View your application control rulesets

This is new in Deep Security 10.

Initially, when a Deep Security Agent scans the computer's file system for installed software, the application control ruleset only contains this software inventory. (If you created a shared ruleset via API, you can review this inventory on Deep Security Manager.) Later, via Deep Security Manager, you might add:

  • block rules to deny specific new software
  • allow rules for new or updated software

so then the ruleset will contain more — not only the initial inventory.

To view the list of application control rulesets, go to Policies > Rules > Application Control Rulesets.

application control rulesets

To view the application control ruleset, or to edit the individual allow and block rules in a ruleset, double-click the ruleset.

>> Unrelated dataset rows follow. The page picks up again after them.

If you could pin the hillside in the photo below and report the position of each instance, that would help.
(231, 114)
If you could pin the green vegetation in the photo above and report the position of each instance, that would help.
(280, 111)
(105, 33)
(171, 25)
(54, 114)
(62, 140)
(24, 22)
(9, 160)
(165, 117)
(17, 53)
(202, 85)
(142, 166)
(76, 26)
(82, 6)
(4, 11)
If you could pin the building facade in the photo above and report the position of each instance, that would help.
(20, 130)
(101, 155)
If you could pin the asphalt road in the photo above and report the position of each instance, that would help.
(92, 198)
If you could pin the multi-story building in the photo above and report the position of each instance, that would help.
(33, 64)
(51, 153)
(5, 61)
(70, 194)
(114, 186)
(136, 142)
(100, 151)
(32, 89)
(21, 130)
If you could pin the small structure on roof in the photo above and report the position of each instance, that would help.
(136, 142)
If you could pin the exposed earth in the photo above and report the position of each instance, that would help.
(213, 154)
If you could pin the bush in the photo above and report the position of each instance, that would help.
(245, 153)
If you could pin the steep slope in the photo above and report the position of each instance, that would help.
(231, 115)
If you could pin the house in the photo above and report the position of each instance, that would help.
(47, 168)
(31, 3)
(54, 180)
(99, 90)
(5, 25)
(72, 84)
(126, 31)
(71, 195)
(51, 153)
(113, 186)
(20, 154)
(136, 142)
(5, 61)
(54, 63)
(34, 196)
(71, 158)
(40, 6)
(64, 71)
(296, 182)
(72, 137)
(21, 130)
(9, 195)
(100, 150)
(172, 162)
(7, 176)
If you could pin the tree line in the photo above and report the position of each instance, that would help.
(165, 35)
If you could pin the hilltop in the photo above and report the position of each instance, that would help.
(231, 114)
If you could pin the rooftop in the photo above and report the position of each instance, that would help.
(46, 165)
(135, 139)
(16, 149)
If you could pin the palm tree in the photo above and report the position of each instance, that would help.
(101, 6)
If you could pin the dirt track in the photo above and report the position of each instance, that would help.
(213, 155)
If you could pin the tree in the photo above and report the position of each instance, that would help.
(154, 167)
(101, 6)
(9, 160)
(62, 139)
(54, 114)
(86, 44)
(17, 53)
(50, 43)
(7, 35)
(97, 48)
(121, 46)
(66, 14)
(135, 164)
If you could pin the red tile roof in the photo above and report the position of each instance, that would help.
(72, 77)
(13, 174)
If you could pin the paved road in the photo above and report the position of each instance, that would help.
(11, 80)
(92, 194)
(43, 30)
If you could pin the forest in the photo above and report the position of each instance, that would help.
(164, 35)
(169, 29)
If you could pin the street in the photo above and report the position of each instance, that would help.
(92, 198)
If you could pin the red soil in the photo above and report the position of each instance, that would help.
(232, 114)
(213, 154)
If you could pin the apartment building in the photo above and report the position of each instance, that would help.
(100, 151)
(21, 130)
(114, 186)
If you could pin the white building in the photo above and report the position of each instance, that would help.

"Local" rulesets store the inventory part of the ruleset locally on each computer. This includes inventory additions during maintenance mode. Agents don't transmit inventory to the remote Deep Security Manager, so it has better performance compared to "shared" rulesets, which transmit everything. However, since Deep Security Manager doesn't get local inventory data, it can't display a complete local ruleset — only the allow and block rules that you have added from the manager.

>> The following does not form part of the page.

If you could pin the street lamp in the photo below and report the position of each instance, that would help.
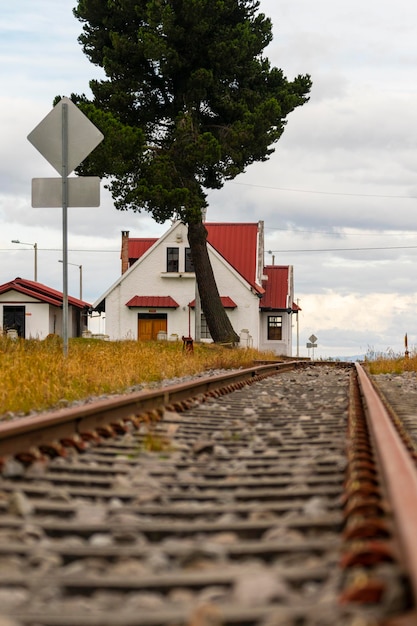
(80, 267)
(35, 247)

As you allow or block more software, more rules will be added to the application control ruleset.

Keep some older rules if you might downgrade the software, or if the shared ruleset is applied to a server farm where some computers haven't finished upgrading yet (and therefore some computers still need the older rules).

When the rules are not needed anymore, however, you can delete them to reduce the size of the ruleset. This improves performance by reducing RAM and CPU usage, and (for shared rulesets) reduces download time required when deploying a new computer. See Delete an individual application control rule.

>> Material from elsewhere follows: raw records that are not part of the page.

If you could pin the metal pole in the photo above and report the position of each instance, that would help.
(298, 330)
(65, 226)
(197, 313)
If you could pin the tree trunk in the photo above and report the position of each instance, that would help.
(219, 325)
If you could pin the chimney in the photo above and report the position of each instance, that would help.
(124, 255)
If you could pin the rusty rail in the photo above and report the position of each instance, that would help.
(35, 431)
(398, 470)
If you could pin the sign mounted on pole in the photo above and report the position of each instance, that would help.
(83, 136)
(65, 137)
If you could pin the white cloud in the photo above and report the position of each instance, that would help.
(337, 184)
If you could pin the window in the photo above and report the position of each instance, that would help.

Delete an application control ruleset

If an application control ruleset is not being used anymore, you can delete it.

If you delete an application control ruleset, this reclaims disk space. This can be especially useful to reduce system resource usage on Deep Security Relays that may be distributing multiple large shared rulesets.

To delete a ruleset, go to Policies > Rules > Application Control Rulesets, then click a ruleset to select it, and click Delete.

Delete an individual application control rule

If you want to undo a rule that you created, go to Policies > Rules > Application Control Rulesets, double-click the ruleset that has the rule you want to delete, then click Delete.

If you want to de-authorize software, you will also delete the allow or block rule for the software. If you have selected Block unrecognized software until it is explicitly allowed for enforcement of unrecognized software, then you can delete all rules except the allow rules for your current software inventory. This will block all older, unpatched software versions that might have security vulnerabilities.

Because application control might need to evaluate all rules in the ruleset every time that a process tries to launch unrecognized software, you can reduce RAM and CPU usage and improve performance by keeping fewer rules.

If a software update is unstable, and you might need to downgrade, keep rules that allow rollback to the previous software version until you have completed testing.

To find the oldest rules, go to Policies > Rules > Application Control Rulesets, then click Columns. Select Date/Time (Last Change), click OK, and then click that column's header to sort by date.

If you delete a rule, application control will not recognize the software anymore. So if the software is installed again, it will appear again on the Actions tab.